Becker’s Hospital Review Celebrates AAPI Heritage Month, Honors Indian American Physician Abraham Verghese as a Pioneer
File photo of author and physician Dr. Abraham Verghese posing as he presents his book “Rueckkehr nach Missing” (Return to Missing) at the International Book Fair in the central German city of Frankfurt am Main, on Oct. 14, 2009. (Michael Gottschalk/DDP/AFP via Getty Images)
India-West Staff Reporter
Becker’s Hospital Review May 13 published a report honoring nine medical pioneers as a way to celebrate Asian American and Pacific Islander Heritage Month, with Indian American Dr.

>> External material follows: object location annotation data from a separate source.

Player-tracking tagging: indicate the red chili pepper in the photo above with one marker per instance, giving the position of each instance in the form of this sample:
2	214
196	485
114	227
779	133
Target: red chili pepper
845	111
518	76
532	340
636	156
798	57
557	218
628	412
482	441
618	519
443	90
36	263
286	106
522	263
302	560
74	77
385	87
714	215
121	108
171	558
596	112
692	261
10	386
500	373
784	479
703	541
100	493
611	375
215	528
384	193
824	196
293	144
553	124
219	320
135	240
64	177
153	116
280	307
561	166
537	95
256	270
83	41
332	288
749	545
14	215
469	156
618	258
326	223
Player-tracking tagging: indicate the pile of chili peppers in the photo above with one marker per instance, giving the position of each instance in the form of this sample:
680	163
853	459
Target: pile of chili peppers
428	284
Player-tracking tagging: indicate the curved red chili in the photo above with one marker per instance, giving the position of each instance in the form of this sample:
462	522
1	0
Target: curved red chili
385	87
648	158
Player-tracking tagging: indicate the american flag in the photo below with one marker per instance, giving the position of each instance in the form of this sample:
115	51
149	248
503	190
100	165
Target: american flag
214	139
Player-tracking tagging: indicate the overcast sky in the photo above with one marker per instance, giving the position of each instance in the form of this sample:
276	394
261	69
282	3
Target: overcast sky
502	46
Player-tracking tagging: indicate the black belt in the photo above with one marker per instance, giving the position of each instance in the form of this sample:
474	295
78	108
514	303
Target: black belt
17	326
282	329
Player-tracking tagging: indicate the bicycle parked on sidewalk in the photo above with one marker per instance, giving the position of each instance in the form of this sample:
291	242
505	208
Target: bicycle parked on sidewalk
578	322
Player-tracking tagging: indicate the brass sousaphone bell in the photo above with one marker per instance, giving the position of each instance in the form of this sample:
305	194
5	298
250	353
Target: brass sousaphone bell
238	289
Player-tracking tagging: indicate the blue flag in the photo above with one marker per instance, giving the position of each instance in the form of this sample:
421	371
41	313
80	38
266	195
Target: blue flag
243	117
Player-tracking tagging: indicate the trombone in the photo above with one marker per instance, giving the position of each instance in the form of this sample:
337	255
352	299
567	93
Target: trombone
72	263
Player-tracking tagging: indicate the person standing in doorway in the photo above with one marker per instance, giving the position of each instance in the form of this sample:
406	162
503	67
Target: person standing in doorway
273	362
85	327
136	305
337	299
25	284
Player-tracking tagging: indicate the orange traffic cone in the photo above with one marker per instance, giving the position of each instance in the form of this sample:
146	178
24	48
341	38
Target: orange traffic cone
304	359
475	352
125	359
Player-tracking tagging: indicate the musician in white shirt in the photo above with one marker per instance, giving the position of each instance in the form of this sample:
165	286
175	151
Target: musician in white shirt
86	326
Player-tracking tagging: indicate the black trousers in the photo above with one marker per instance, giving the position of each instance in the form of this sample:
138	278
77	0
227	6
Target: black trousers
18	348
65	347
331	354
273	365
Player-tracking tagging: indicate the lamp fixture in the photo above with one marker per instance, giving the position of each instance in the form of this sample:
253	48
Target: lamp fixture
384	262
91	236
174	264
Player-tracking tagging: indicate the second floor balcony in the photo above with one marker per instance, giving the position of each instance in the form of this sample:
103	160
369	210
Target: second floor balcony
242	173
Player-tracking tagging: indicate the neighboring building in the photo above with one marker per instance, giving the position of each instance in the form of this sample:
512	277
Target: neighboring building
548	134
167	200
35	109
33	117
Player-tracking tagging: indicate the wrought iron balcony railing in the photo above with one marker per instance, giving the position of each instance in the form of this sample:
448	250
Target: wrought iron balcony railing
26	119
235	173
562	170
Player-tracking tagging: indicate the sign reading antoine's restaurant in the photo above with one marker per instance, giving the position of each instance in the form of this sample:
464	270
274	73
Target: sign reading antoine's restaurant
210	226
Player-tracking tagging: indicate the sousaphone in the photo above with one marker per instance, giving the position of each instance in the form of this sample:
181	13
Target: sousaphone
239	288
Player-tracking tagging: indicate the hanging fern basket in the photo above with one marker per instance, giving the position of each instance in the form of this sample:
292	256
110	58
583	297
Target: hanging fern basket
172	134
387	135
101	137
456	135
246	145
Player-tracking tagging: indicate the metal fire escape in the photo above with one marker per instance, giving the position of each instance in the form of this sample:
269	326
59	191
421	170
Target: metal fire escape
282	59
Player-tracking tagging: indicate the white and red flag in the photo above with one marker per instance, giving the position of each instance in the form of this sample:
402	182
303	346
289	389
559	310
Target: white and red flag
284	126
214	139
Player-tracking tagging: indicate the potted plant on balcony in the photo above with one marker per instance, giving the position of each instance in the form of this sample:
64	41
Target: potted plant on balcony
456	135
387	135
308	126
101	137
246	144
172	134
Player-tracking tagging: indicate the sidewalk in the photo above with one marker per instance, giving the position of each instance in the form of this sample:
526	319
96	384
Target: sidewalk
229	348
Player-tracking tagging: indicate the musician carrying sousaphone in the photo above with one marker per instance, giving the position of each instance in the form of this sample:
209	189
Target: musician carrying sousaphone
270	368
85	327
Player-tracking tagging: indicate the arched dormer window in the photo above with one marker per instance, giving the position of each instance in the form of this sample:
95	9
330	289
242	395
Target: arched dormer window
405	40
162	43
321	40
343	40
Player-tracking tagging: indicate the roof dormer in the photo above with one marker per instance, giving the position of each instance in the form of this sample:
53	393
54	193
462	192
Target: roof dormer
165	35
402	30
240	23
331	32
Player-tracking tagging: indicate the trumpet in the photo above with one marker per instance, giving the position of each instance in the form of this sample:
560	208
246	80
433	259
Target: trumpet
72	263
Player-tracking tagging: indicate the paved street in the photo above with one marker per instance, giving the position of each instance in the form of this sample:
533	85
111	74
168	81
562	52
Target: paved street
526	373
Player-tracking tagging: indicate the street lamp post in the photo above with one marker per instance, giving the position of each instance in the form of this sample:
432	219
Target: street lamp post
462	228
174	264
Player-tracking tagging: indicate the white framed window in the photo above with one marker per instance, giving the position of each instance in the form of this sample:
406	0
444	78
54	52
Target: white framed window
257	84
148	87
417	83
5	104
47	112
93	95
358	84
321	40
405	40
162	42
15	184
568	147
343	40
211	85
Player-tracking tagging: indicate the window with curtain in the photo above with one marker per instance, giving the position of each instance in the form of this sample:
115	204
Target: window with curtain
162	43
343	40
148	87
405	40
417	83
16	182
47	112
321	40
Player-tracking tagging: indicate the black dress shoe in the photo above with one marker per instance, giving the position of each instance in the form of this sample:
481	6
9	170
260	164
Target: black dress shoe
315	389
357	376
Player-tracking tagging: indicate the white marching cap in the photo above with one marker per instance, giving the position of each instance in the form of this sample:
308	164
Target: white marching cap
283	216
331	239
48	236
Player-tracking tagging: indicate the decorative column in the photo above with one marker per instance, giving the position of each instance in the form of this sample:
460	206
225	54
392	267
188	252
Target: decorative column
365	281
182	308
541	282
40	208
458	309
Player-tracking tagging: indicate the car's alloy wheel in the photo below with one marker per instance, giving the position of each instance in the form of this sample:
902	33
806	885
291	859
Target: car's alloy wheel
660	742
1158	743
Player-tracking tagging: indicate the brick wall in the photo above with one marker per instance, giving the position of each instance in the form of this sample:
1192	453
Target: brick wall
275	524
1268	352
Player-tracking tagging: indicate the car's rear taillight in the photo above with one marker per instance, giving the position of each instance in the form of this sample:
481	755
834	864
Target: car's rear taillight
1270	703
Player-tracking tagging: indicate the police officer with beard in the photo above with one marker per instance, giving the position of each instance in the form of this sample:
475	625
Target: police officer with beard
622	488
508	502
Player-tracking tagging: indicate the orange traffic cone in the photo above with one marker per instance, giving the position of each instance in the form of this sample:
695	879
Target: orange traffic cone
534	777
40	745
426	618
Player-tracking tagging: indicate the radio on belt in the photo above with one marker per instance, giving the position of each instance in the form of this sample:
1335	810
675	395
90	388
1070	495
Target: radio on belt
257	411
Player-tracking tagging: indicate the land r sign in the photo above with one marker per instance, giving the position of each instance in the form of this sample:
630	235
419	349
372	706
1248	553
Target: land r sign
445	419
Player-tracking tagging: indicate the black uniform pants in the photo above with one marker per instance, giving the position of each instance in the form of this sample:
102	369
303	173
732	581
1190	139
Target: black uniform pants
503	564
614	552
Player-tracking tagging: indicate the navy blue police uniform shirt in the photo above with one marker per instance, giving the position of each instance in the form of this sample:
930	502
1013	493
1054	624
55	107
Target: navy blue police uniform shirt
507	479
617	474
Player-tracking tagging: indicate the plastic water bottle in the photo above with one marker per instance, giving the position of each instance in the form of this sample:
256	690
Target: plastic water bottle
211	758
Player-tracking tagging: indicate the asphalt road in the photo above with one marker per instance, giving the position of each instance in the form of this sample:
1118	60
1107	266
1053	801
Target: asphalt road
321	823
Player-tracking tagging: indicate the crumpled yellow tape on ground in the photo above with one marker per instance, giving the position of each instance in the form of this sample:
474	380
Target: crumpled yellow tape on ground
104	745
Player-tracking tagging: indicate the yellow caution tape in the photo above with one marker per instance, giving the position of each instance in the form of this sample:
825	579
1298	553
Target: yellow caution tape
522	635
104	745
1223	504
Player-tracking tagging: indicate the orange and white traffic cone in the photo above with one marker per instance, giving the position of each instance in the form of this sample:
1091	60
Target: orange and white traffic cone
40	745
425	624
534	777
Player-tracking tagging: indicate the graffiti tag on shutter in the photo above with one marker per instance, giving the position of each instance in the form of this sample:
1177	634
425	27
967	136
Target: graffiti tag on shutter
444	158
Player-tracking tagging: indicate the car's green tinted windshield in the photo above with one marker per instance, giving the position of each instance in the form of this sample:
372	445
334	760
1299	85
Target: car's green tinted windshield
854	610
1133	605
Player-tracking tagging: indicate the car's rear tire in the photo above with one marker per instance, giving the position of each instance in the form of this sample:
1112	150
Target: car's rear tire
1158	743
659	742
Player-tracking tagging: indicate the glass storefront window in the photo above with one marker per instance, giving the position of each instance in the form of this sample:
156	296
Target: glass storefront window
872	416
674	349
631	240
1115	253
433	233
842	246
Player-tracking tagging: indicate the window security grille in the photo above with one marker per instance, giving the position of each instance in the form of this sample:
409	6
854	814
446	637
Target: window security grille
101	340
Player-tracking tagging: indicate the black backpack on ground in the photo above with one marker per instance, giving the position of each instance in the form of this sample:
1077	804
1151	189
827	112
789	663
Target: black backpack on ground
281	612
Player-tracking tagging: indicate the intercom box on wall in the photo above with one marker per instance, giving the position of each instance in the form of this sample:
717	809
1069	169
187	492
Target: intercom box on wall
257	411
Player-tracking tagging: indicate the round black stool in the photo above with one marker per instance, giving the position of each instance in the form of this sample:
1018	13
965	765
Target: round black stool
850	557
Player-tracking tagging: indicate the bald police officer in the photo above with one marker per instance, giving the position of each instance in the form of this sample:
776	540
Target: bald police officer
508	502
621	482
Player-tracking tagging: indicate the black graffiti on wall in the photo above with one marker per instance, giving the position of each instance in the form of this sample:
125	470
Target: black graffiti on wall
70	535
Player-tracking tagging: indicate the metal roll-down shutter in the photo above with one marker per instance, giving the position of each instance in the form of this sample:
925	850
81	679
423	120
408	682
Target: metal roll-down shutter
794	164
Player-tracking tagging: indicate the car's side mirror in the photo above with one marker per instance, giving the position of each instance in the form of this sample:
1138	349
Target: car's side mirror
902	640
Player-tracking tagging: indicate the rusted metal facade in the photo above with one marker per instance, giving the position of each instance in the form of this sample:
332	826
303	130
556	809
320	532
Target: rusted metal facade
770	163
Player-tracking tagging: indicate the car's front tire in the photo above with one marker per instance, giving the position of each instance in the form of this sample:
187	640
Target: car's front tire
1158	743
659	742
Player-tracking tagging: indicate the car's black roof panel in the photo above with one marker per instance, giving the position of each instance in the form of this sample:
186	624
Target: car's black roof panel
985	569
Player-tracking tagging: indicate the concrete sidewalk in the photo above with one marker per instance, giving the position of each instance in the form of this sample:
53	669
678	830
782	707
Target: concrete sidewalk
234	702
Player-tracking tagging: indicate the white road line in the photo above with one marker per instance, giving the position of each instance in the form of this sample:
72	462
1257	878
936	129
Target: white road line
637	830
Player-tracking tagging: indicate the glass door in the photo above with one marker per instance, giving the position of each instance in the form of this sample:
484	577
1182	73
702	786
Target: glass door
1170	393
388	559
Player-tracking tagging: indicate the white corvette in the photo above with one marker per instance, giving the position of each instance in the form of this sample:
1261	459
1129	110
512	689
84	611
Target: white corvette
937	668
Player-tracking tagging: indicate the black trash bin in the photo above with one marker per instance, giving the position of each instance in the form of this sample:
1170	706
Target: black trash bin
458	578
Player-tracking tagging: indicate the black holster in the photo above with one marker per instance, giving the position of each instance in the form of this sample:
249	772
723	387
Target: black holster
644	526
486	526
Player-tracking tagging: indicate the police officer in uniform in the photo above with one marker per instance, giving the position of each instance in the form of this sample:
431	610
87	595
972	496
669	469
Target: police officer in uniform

Abraham Verghese among them.
Varghese was named among the group for advocating for the importance of empathy in physician-patient relationships.
Verghese is a physician who began his medical training in Ethiopia when his parents were recruited by Emperor Haile Selassie to teach near the capital, his bio states.
He studied as a resident in the U.S., where he later witnessed the AIDS epidemic firsthand in the 1980s. He worked with young AIDS patients at a time when little could be done for them, other than work with them through their premature deaths, the bio continued.
Verghese advocated the value of direct patient interaction and physical examination in diagnosing and demonstrating empathy.
In September 2016, he received a National Humanities Medal at the White House from President Barack Obama.
Others honored by the Review were Drs. Katherine Luzuriaga, Derald Sue, Stanley Sue, Marjorie Mau, David Ho, Margaret Chung, Haing Ngor and Chi-Cheng Huang.